When I talked about the bad-feeling I get from the roll-dice, LOT of gamers said "just reload if you're unhappy".

So for my second game, this is what I did. I reload.
For an example, yesterday night I reloaded exactly 11 times my save just to get a positive roll-dice.

FACT IS : it was not fun and it was a lot of time lost.
FACT IS : I don't feel like I have time to lost in video game. I loved them but my time is precious and spending 5-10 minutes loading the same save again and again is a terrible waste and decrease of fun.
FACT IS : I don't have (or I wont take) times to do a new game crossing my fingers, hoping to have a better reroll this time in all the game...

So I understand people who love the thrill of the roll-dice. At least, I get it.
But I think this people should also understand and get MY point of view.
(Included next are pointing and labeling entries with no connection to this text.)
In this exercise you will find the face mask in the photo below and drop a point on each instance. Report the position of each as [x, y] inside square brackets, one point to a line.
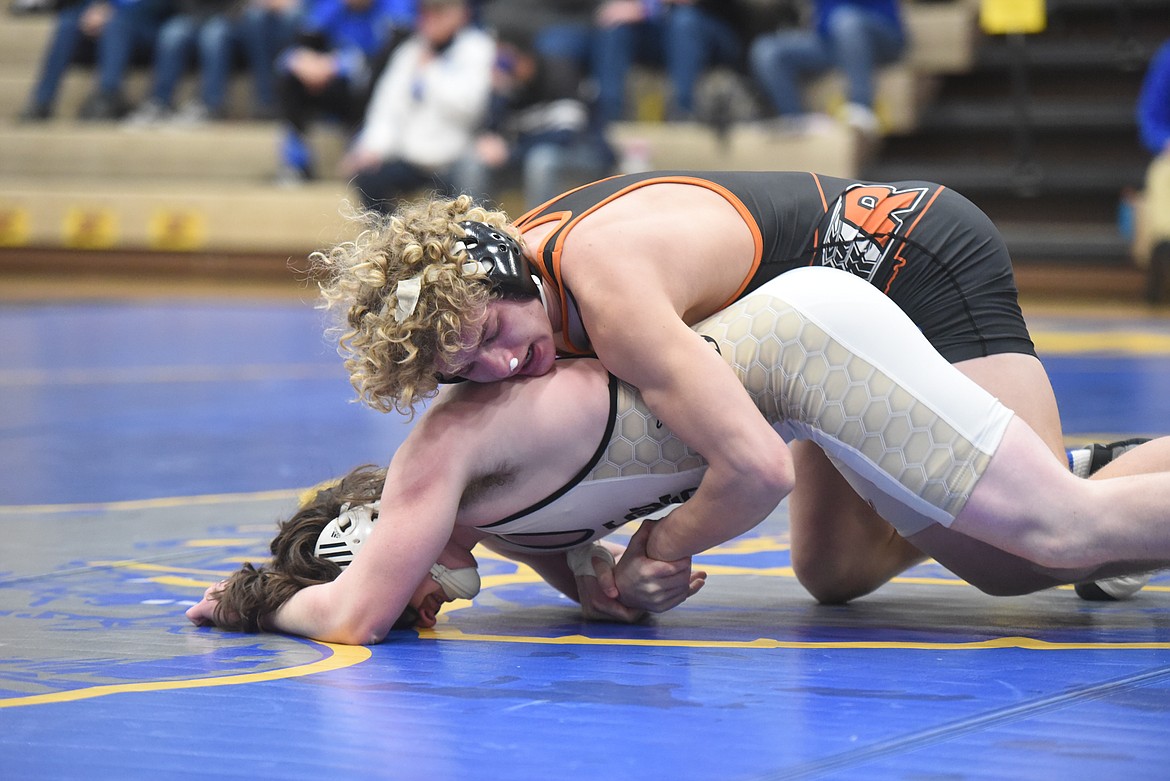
[460, 583]
[342, 538]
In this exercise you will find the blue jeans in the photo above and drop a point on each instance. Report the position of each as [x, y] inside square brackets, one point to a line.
[858, 43]
[130, 33]
[263, 34]
[64, 47]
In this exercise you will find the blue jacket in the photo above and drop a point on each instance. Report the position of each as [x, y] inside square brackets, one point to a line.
[1154, 103]
[886, 8]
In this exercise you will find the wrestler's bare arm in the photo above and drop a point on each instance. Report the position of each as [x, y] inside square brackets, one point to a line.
[479, 454]
[419, 504]
[639, 334]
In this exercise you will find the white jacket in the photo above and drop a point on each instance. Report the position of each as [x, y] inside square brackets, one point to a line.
[427, 113]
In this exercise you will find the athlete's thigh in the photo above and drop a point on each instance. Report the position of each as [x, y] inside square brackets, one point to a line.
[1021, 384]
[841, 548]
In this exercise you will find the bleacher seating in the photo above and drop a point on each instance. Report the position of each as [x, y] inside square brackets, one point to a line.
[68, 185]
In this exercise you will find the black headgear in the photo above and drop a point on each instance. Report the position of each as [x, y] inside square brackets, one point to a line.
[500, 257]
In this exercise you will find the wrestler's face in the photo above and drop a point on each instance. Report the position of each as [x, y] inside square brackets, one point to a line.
[514, 339]
[429, 598]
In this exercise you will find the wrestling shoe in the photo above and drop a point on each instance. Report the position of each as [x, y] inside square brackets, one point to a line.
[1112, 589]
[1088, 460]
[1085, 462]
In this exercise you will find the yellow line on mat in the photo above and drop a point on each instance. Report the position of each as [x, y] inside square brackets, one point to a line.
[342, 656]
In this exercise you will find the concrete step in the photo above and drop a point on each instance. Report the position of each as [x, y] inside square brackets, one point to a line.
[16, 85]
[235, 151]
[832, 150]
[25, 37]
And this is why I think Larian should add a button "infinite re-roll" for the gamers like me (and I know, I'm not alone).
So the players who want to live in one roll-dice, keep living with one roll-dice, and the players, like me, who want to live "fully" control and choose the story they live, could reroll (I even think I could find funny to see how many times I have to roll to win a persuasion test at 3 !).

I call it a compromise.

Sadly I have the feeling it's something hard to accept for Larian (and even some people here)...

Again, I respect the people who like the thrill of the roll (it's not like I didn't like it at all but that's not the point here).

I would like for Larian to do the same with the people who prefer to play the adventure they are looking for.
Just put an infinity'rerool button and EVERYBODY would be happy (except for those who wants to impose their point of view).